In Week 48, we worked on the generative AI feature we implemented last time and did a hands-on exercise in evaluating outputs and running an improvement cycle.

The theme was:

“AI is never finished. It’s something you keep tuning.”

This was an important week in which we moved from “integrating” generative AI to the stage of “growing” it.

■ Teacher’s introduction: “AI will never be 100% accurate”

Mr. Tanaka: “Generative AI works probabilistically.
So rather than aiming for perfection, it’s important to build a system that keeps improving.”

The teacher wrote this cycle on the board:

Collect logs
 ↓
Evaluate
 ↓
Identify problems
 ↓
Improve prompts and validation
 ↓
Re-evaluate

■ Today’s goals

Record generative AI outputs in logs
Classify outputs into good / bad
Analyze the causes of problems
Improve prompts and validation logic

■ Exercise ①: Strengthening the logging of AI outputs

First, we revisited the log design.

Added log fields

Input text (only the necessary parts)
Prompt used
Full AI output
Output character count
Whether validation errors occurred
Whether a fallback was triggered

Student A: “Without logs, you can’t tell what went wrong.”

The teacher emphasized: “Logs are the only material you have to improve AI.”

■ Exercise ②: Evaluating outputs

Next, we ran the AI multiple times and classified the outputs.

Evaluation criteria

Is the length as instructed?
Has it added facts that weren’t given?
Does the writing make sense?
Does it include any banned words?
Could it mislead the user?

Each group organized:

Examples of good outputs
Examples of problematic outputs

Student B: “Even with the same input, it’s slightly different every time!”

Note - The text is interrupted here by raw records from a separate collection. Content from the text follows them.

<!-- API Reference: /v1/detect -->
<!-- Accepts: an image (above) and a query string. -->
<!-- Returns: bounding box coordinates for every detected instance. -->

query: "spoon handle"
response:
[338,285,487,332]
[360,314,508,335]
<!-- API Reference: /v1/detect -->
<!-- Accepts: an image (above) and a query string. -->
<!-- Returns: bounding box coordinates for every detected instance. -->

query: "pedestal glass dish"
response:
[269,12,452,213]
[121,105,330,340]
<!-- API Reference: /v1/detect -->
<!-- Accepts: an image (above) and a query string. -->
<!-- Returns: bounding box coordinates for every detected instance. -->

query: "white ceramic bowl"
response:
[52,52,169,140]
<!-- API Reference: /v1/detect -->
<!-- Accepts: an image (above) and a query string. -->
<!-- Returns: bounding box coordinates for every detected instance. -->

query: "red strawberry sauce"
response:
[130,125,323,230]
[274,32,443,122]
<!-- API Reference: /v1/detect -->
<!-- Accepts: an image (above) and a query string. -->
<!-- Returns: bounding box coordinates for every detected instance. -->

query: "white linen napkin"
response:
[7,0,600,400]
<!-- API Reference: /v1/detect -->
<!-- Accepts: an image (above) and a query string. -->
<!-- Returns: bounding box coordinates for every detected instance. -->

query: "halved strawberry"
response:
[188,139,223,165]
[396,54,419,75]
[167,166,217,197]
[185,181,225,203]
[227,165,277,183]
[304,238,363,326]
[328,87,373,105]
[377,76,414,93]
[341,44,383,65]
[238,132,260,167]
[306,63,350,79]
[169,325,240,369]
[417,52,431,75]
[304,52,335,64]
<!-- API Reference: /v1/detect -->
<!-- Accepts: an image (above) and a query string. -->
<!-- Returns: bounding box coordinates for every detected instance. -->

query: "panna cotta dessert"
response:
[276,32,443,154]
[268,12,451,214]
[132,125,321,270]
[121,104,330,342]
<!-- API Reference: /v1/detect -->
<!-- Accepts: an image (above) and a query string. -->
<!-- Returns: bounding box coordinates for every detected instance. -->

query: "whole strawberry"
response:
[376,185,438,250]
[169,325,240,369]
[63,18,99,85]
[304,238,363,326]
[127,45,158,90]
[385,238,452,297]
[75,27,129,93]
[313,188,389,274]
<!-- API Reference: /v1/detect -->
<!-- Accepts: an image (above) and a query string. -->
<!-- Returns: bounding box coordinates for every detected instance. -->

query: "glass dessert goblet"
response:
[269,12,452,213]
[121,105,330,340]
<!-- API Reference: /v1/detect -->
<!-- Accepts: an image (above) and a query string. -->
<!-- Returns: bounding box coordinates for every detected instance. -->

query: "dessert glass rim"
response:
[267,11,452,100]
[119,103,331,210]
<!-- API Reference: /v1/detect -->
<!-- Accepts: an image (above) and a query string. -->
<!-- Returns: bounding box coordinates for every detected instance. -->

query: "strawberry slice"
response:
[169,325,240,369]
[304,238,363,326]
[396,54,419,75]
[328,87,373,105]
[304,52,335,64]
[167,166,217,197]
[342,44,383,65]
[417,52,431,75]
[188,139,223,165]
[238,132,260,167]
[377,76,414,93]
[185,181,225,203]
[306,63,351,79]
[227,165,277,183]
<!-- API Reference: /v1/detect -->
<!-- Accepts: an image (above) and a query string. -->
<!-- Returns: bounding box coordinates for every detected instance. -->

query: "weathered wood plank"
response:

■ Exercise ③: Root-cause analysis of problems

We analyzed cases where the output was poor.

Common causes

The prompt is vague
Constraints are weak
The output format isn’t specified
The validation logic is too loose

Example:

✗ “Please summarize briefly.”
✓ “In a single sentence of 100 characters or fewer, summarize using facts only.”

Student C: “It’s true—prompts really are like a ‘design document’…”

■ Exercise ④: Prompt improvements and re-testing

We actually improved prompts and tested again.

Improvement examples

Clarify the role specification
List prohibitions as bullet points
Change the output format to JSON

Example (conceptual):

Return your output in the following JSON format:
{
  "summary": "summary goes here"
}

After improvements:

Less variation in length
Less unnecessary explanation
Easier validation

Student D: “Specifying the format makes it more stable!”

■ Exercise ⑤: Strengthening validation logic

Instead of relying only on prompts, we also strengthened validation on the code side.

Examples added:

JSON parse checks
Regular-expression checks
Re-checking character count
Expanding the banned-word dictionary

Teacher: “Don’t leave it all to the AI. The final responsibility lies with the code.”

■ Class-wide learnings

AI is something you “improve”
Without logs, you can’t improve
Prompts and validation are two wheels of the same cart
Clear evaluation criteria make improvement easier

■ The teacher’s closing remark

“Generative AI development
doesn’t end when you ‘implement’ it.

You look at logs,
think about causes,
improve it,
and validate again.

That’s the same as traditional software development.
The difference is only that the output is probabilistic.

The improvement cycle you learned today
is an essential skill for engineers in the AI era.”

■ Homework (for next week)

Submit an AI logging improvement report
- Two problem examples
- Causes
- Fixes
Summarize a before/after output comparison
Name one thing you want to improve next

■ Next week preview: Safety, ethics, and responsibility design

Next week, we’ll cover
safety, ethics, information management, and responsibility
in the use of generative AI.

It will be a week about learning not only the technology,
but also the responsibility of using it.

Week 48 was an important class that moved us from “using” generative AI to “growing” it.
Students are clearly learning to treat AI not as a magic box, but as a system component that must be improved.